European Council President Donald Tusk referred to the Ireland situation as a Gordian knot and continued to say that, unfortunately, he could not see a modern-day version of Alexander the Great to cut through it.

This left May in limbo when she attended dinner with the EU-27 on Wednesday night. May insisted that a solution could be found, one just needed to work on it. Barnier echoed her sentiment, which was quite surprising because he had quipped that he needed proposals from the UK, if everything on offer from the EU was unacceptable to their side.

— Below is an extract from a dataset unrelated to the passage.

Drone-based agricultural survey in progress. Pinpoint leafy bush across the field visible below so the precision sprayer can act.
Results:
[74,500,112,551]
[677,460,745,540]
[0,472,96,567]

The situation is tricky and European leaders are quite exasperated. We are roughly five months away from March 29, when the UK will officially exit the EU. Lithuanian President Dalia Grybauskaite articulated EU leaders’ frustration eloquently, when she said that it seemed May was at the behest of many forces in Parliament and therefore had no clear mandate. She added that it was difficult to negotiate with people who did not know what they wanted.

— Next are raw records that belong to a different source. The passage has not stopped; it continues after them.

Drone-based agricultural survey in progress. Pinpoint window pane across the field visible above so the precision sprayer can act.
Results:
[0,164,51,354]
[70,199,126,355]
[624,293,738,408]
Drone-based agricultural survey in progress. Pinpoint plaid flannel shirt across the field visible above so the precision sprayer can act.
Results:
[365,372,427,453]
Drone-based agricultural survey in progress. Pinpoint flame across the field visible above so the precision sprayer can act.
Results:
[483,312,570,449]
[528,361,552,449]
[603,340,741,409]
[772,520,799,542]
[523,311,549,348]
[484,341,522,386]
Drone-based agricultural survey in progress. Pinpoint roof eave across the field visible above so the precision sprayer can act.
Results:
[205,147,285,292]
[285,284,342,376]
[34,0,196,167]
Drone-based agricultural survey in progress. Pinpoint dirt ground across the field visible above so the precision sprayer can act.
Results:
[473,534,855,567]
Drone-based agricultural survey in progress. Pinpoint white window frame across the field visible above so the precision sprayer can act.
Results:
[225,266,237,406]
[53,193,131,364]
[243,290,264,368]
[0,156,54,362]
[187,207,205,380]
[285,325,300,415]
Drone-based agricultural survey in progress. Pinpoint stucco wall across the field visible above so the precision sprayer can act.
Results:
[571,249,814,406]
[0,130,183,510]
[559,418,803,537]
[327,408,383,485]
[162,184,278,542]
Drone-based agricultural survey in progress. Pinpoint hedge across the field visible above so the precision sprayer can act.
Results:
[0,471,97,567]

Sadly, Grybauskaite has a point: Whatever proposal May brings home, she will upset somebody and she may not achieve the numbers needed to pass the EU withdrawal bill through Parliament. The EU proposal on Northern Ireland will enrage Arlene Foster’s DUP. A deal along the lines of the Chequers agreement (a compromise hammered out within the Cabinet at the prime ministerial country retreat) will enrage the Brexiteers of her party. Chequers did, after all, result in the resignation of then-Foreign Secretary Boris Johnson and then-Brexit Secretary David Davis. Labour could be her savior, but the opposition party demands that any Brexit deal should leave Britain with the same benefits as though it was staying in the single market and customs union, which is blatantly unrealistic. Labour stands ready for the prime minister to fail in order to call a general election, where it feels it would stand a good chance of winning.

It did not help the prime minister either when Raab suggested that any EU withdrawal bill would be a take-it-or-leave-it proposition when it came before Parliament. This had both Brexiteers and Remainers up in arms, as they demanded a “meaningful vote.” As former Attorney General Dominic Grieve pointed out, the “sovereignty of Parliament” would be put at risk if MPs were prevented from amending the bill.

This leaves us with the fallout from Wednesday’s bust-up. May and the EU agreed that they would be willing to extend the transition period (the time between leaving the EU and negotiating an agreement over the shape of a future relationship) for another year. This would mean that things could go on as is until March 29, 2021. It would also mean that Britain would still agree to the rules and regulations of the EU until 2021 without the opportunity to influence them. Most importantly, the EU would enter into a new budget cycle during the last year of the extension, which would have fiscal ramifications for the UK. So much for taking back control over the UK’s borders, laws and money. While the extension would be a wise move, giving both sides more time to come to an agreement, it is clearly unpalatable to the Brexiteers in May’s Tory party.

So stuck is the situation that EU leaders did not even offer a special Brexit summit in November. A senior EU ambassador in Britain said only a few days earlier that failing to offer a November summit would be outright discourteous toward the UK.

In the meantime, business still needs clarity; inward investment into the land of hope and glory is still dwindling. As Sarah Gordon pointed out in the Financial Times, the companies most affected are the six million or so small businesses who do not have the means to employ huge swaths of lawyers and consultants to help them navigate through a potential no-deal Brexit. Let us hope, for the sake of the economy and the people of the UK, that someone will be able to cut through that Gordian knot at the 11th hour. In the meantime, the risk of a no-deal Brexit increases every day.